Can someone help? I tried reading the manual and it is saying I must index first...I tried but I don't have a gtf file of my rRNA only Reference.
STAR --runThreadN 20 --genomeDir ~/directory/to my indexed/ribosomal/fasta/file --readFilesIn patient.fastq --outReadsUnmapped Fastx --genomeFastaFiles Hsapiens rRNA only reference file.fasta --sjdbOverhang max(ReadLength)-1
*Also does anyone know code to get it to give you only unmapped reads in a fastq file output?
Instead of STAR use bbduk.sh from BBmap
Why do you recommend? Is it easier? From my understanding, STAR is the best aligner
It is easier and do his job. But if you are planning to do differential expression then follow @grant.hovhannisyan suggestion
what downstream analysis are you planning to do after getting the non-rRNA bam file?
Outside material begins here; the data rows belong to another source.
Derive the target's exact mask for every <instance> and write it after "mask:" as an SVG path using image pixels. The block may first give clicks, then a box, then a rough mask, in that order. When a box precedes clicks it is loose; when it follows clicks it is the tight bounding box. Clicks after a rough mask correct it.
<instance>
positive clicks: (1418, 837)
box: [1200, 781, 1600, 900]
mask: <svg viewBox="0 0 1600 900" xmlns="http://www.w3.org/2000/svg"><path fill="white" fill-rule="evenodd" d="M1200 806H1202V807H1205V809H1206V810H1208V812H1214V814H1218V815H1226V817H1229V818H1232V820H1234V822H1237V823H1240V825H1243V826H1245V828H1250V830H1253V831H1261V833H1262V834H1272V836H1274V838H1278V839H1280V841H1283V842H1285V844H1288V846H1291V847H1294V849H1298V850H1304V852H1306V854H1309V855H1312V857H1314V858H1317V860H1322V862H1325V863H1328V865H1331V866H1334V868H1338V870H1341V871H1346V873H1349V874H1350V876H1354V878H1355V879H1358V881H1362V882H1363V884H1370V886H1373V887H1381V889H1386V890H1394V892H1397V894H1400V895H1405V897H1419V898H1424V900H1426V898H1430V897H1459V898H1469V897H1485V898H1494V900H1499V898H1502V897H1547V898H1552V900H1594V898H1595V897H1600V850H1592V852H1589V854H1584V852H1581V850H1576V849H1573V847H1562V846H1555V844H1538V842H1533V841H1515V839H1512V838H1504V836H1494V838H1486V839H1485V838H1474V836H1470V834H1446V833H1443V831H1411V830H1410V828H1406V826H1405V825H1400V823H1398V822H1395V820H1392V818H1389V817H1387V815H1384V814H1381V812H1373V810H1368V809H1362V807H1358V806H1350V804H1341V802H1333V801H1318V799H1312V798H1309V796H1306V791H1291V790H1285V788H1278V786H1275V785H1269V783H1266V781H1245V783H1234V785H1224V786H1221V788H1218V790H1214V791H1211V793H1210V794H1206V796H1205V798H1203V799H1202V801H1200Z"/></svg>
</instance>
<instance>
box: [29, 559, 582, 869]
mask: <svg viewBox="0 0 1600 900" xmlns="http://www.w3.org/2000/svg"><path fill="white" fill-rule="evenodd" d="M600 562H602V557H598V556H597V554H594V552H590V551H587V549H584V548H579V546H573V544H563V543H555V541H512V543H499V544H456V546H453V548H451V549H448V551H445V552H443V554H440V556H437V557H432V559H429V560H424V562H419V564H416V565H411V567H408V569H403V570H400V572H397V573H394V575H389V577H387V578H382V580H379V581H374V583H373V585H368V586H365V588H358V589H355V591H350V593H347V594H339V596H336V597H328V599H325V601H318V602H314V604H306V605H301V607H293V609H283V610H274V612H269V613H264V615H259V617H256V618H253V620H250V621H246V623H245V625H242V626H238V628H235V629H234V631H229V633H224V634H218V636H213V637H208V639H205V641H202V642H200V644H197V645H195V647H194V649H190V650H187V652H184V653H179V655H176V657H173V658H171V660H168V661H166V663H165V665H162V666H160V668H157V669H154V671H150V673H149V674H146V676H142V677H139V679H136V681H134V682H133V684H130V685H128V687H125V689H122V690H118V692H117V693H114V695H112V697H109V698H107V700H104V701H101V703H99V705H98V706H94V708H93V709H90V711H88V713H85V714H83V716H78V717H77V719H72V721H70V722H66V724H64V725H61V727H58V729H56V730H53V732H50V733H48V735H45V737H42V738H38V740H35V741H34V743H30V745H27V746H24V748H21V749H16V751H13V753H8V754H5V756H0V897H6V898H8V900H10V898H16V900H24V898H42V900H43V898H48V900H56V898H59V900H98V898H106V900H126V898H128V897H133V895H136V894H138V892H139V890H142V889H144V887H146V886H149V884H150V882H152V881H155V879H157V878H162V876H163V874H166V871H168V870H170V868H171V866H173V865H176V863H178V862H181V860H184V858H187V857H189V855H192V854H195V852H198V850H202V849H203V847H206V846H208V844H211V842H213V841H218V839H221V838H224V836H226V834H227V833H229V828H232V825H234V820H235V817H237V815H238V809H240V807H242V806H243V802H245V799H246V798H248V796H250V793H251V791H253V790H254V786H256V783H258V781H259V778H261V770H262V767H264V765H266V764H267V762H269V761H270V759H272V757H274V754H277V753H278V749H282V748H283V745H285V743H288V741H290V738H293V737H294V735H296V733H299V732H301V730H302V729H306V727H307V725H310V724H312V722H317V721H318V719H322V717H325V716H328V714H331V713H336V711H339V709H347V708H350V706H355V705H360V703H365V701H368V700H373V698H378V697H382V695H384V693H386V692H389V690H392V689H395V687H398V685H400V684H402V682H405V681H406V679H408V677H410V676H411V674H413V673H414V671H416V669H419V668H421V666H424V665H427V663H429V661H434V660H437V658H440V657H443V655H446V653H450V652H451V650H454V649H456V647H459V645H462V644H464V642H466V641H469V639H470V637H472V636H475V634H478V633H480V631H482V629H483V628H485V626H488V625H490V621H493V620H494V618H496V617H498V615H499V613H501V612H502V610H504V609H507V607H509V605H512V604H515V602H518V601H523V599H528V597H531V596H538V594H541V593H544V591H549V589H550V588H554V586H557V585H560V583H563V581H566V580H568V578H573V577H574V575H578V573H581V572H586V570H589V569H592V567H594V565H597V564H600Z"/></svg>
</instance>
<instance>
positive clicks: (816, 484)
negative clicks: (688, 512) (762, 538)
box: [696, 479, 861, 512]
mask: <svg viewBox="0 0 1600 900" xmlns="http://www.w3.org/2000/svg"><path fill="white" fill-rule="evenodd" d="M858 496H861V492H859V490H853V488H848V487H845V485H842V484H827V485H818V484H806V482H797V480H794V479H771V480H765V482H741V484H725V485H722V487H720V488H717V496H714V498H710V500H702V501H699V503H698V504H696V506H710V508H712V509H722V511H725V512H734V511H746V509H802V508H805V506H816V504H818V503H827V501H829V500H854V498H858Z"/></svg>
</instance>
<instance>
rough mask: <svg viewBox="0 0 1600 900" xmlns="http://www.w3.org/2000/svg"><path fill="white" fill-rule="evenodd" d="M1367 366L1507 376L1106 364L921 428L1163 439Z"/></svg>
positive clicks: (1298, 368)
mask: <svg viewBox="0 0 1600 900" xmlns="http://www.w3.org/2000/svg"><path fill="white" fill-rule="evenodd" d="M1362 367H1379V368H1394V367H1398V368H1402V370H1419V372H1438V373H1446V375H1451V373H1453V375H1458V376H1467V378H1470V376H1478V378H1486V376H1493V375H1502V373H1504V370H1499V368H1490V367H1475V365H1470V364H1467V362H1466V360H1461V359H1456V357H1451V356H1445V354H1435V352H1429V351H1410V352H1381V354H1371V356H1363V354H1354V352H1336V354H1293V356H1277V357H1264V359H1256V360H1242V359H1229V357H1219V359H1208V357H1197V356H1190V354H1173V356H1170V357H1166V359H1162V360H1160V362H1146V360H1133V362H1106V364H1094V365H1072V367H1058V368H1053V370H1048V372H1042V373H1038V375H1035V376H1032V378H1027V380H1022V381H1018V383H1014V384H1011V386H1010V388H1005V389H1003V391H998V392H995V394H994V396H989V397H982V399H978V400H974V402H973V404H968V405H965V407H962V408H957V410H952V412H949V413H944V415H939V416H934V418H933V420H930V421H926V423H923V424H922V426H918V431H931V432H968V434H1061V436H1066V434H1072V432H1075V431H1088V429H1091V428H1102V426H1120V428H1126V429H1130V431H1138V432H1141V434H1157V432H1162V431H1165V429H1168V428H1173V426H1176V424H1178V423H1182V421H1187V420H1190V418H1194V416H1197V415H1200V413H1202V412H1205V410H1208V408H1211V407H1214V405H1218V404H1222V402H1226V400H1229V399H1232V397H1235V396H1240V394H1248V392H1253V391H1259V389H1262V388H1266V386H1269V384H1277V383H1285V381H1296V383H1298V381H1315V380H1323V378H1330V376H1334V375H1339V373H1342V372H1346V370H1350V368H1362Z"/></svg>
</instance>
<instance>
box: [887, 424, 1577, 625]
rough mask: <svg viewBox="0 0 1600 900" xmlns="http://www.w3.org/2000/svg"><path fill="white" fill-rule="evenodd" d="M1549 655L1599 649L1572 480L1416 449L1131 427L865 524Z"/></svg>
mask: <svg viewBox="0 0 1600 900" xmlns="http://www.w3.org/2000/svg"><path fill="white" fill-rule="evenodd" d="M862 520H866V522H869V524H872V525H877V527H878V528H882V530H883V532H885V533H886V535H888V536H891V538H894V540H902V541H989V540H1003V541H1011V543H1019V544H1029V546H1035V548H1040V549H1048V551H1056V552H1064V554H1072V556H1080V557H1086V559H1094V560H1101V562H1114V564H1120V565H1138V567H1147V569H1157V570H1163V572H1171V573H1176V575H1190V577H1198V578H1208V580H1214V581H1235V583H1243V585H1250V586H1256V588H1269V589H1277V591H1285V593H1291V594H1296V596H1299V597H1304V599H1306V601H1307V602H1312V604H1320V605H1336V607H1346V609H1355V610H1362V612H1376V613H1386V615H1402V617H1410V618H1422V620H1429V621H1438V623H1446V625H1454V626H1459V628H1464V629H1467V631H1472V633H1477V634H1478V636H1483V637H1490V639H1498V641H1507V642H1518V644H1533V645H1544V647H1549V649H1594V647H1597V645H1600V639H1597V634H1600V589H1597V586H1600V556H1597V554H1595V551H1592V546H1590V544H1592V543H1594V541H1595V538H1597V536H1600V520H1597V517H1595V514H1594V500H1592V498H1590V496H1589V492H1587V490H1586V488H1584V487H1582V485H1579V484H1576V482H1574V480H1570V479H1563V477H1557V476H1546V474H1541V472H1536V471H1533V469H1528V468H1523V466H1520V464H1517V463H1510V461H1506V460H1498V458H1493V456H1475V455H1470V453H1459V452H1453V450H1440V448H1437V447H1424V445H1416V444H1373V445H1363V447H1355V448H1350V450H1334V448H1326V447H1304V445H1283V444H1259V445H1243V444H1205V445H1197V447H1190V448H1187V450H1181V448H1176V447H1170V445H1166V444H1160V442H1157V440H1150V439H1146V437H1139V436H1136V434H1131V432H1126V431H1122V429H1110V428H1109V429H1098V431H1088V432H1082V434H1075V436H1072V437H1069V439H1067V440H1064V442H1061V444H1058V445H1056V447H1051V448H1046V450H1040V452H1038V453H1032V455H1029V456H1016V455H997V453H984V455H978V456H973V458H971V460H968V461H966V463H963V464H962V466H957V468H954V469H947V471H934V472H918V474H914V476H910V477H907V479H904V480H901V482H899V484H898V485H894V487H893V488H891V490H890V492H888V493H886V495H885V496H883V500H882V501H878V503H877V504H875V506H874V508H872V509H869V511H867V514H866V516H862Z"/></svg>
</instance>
I am planning to generate counts to do differential expression and pathway analysis
then I recommend not bothering about removing the rRNA data during the mapping - just map all your data to the entire reference, do the counting (I guess you know the STAR also can do the counting) and then see how many counts for rRNA genes you have. In your DE analysis you simply can remove that genes before the analysis.